Kern educators say age 5 is right for kindergarten
10.01.2010 | Bakersfield Californian | Steve Swenson
A new state law that will keep some 4-year-olds from entering kindergarten won mostly praise Friday from Kern educators.
The law signed by Gov. Arnold Schwarzenegger late Thursday will in 2012 begin a three-year plan to roll back the age eligibility to enter kindergarten from December to September. The rollback will be one month per year until by 2014 only those children who are 5 by Sept. 1 can enter kindergarten.
As it is now, 4-year-olds with birthdays in October, November and December can enter kindergarten, and in many cases that’s too young for the academic and social demands of the modern kindergarten, local educators said.
“Kindergarten is not what it used to be,” said Stephen L. Sanders, division administrator for child development and other services for the Kern County Superintendent of Schools Office.
Kindergartners learn letters, numbers, words, colors, how to write with a pencil, how to listen to instruction and how to act in a classroom, among other skills, Sanders and other educators said.
While there are exceptions, most of the younger children in today’s kindergarten classes struggle, he said.
California has been one of only four states that allow entrance to kindergarten with fifth birthdays as late as December; most require September birthdays, news reports say.
The debate shouldn’t be so much about age, but what can be done to assure success, said Jamie Henderson, former superintendent of the Rosedale Union School District and new executive director of First 5 Kern, which is aimed at helping children from infants to age 5.
A 4-year-old student who waits a year has a much better chance of success than beginning too early, he said. “If they experience success, they build on success,” he said. “If they encounter setbacks and failure, they can build on that and we don’t want that to happen.”
Janice Yackovich, a Williams School kindergarten teacher in Bakersfield, actively worked to help state Sen. Joe Simitian, D-Palo Alto, get the bill passed. She was quoted on his stationary saying, “As a kindergarten teacher for the past 13 years, I know firsthand the struggles our young 4-year-olds face in trying to succeed in today’s academic kindergarten setting.
“Not only do the kids have a difficult time learning material that is not age appropriate, but we as teachers are not adequately able to teach the entire class due to the ever increasing wide range of readiness skills.”
The Bakersfield City School District, the largest elementary district in the state, “had no opinion” of whether increasing the age to enter kindergarten is a good idea, communications supervisor Marco Paredes said.
“But we will follow the law,” he said.
There’s a Part B to the bill that says that an estimated $700 million per year school districts will save by having fewer students will be used to fund “transitional kindergarten” classes to help those 4-year-olds who are no longer eligible for kindergarten.
The state Department of Education says about 100,000 of Californian’s 430,000 kindergartners start before their fifth birthday.
That’s the unknown in the bill — whether there will be enough money to pay for such a program or whether that will be an additional financial burden on already strapped school districts, said Gerrie Kincaid, assistant superintendent of educational services at Panama-Buena Vista Union School District. “We haven’t gone down that road yet,” she said. “A new curriculum will have to be created.”

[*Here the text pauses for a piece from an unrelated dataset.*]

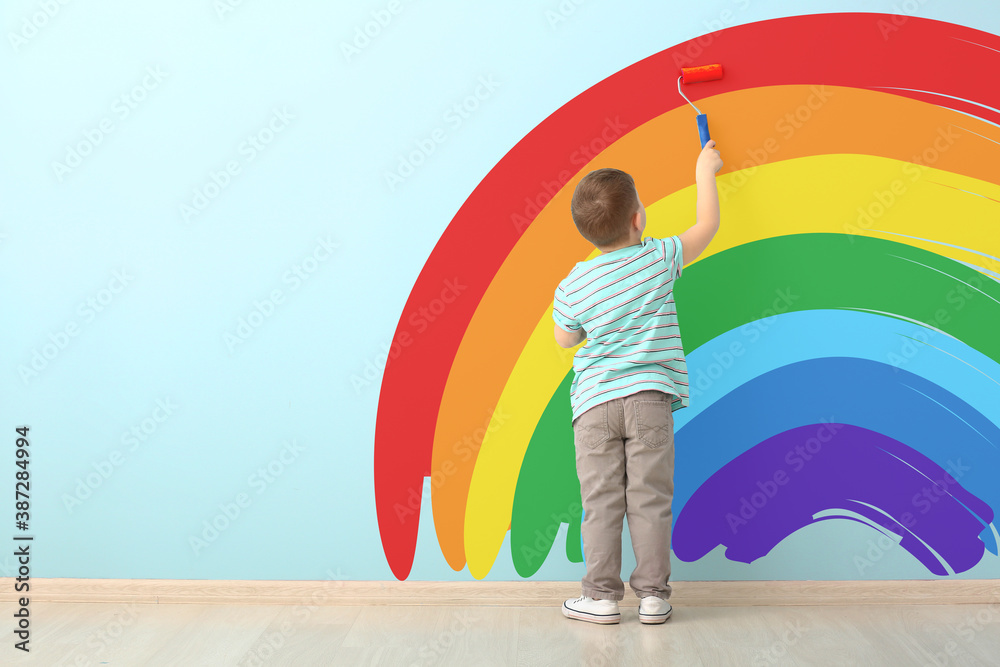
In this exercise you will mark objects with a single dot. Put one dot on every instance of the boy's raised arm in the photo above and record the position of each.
(697, 237)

Added Kevin Silverberg, superintendent for Standard School District, “It would be wonderful if there is actual (state) money tied to it. We’re not holding our breath.” But he added that “we look forward to any kind of program that will help those in kindergarten.”
Right now several school districts in Bakersfield have five-week summer programs called “Ready to Start,” which have noticeably enhanced the chances that entering kindergartners can succeed, educators said.
Silverberg and Sue Lemon, assistant superintendent of curriculum and instruction in the Rosedale Union School District, gave the program high marks, based on teacher reports that students who have gone through it perform significantly better than similar children who didn’t attend such a program.
Lemon explained the program targets children who have had little or no preschool programs. “It has been really successful,” she said.